Si bien no me interesa hablar del misterio, me parece muy interesante hablar de lenguaje, que es mucho más asible. Todas las disciplinas artísticas parten de las mismas bases, premisas, limitaciones y prestaciones, pero tienen diferentes nombres y se ejecutan de diferentes formas. El resultado se me antoja como un juego maravilloso y, tal vez por eso, no quiero ser músico: porque no quiero que el conocimiento me prive del hallazgo. Yo me aventuro a estas cosas porque siento que una idea me pide una forma concreta para ser expresada con el máximo esplendor. Ya dije que trato de ser honesto con eso, y si hay que hablar sobre una cheerleader a la que nadie abraza pese a estar siempre con los brazos abiertos, pienso que hay que hacerlo en ese idioma, en el de la musicalidad de las cheerleaders, y que hay que decir rah rah rah, porque está inscrito en la propia idea, aunque no se vea. Por ejemplo.
¿Cuál es la cosa que hayas hecho a nivel artístico de la que estés más orgulloso?
Hasta descubrir que hay un 3 % de posibilidades de que la idea no fuera del todo mía: el cartel de gira de The Secret Society.
¿Podrías enumerar ilustradorxs actuales que te gusten mucho y qué es lo que encuentras en ellxs que no esté presente en tu obra?

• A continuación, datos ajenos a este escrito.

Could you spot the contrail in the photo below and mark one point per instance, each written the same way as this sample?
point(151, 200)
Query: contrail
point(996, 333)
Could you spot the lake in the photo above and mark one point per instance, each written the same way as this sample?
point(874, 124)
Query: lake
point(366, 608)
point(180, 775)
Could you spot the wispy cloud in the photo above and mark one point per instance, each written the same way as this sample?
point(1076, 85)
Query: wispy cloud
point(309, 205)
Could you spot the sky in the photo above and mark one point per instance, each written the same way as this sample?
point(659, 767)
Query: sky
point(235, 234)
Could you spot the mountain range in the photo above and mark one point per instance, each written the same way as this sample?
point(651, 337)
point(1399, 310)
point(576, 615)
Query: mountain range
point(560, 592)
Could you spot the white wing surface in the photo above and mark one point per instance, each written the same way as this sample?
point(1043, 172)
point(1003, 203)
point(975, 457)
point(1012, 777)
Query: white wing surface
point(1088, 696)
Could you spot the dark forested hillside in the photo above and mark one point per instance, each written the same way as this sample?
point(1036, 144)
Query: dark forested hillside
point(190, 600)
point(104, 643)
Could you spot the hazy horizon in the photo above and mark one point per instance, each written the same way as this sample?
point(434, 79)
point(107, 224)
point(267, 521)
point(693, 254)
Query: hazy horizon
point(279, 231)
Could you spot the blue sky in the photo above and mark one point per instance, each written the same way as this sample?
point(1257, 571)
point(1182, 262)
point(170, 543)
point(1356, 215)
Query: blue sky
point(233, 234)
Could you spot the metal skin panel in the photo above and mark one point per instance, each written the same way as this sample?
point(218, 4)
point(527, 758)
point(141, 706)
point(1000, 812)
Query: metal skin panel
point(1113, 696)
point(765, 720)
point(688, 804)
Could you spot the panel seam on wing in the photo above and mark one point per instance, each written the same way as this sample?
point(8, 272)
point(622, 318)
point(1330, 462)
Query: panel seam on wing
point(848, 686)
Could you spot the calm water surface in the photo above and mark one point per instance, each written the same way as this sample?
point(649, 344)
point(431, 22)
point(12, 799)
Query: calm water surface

Hay una lista muy extensa de profesionales de la ilustración a los que admiro, pero no voy a decir nombres porque no soy ningún soplón. Pero, más allá del campo profesional, me apasiona el Art Brut, el primitivismo y similares, precisamente porque adoptan decisiones improbables que están a años luz de mi proceso creativo metódico, racional y previsible. Esa pasión genuina e ingenua la admiro muchísimo.
¿Hay alguna manera de confrontar la afirmación de que “toda obra artística es política”?
Gran debate. Siempre he sentido que no quería cortafuegos en mi imaginación, que quería dejarla correr a sus anchas. Otra cosa bien distinta es la manifestación pública de esas ocurrencias. Con el tiempo aprendí a no decirlas todas, a guardarme las que no iban a sumar ni a aportar, o las que eran ideas dúctiles: fácilmente manipulables y tergiversables. Pero eso ha sido una decisión personal y profesional. Respeto a la gente que, de forma deliberada, no pone cortapisas en su propuesta artística. Te pueden chirriar ciertas cosas puntuales, pero el conjunto es el que explica la obra, y la obra está en una frecuencia distinta. Paralelamente, siento que es una pena no aprovechar ni una sola de las distintas manifestaciones que hacemos para aportar a este mundo de mierda algo de cordura, sentido crítico, amor, desahogo o consuelo.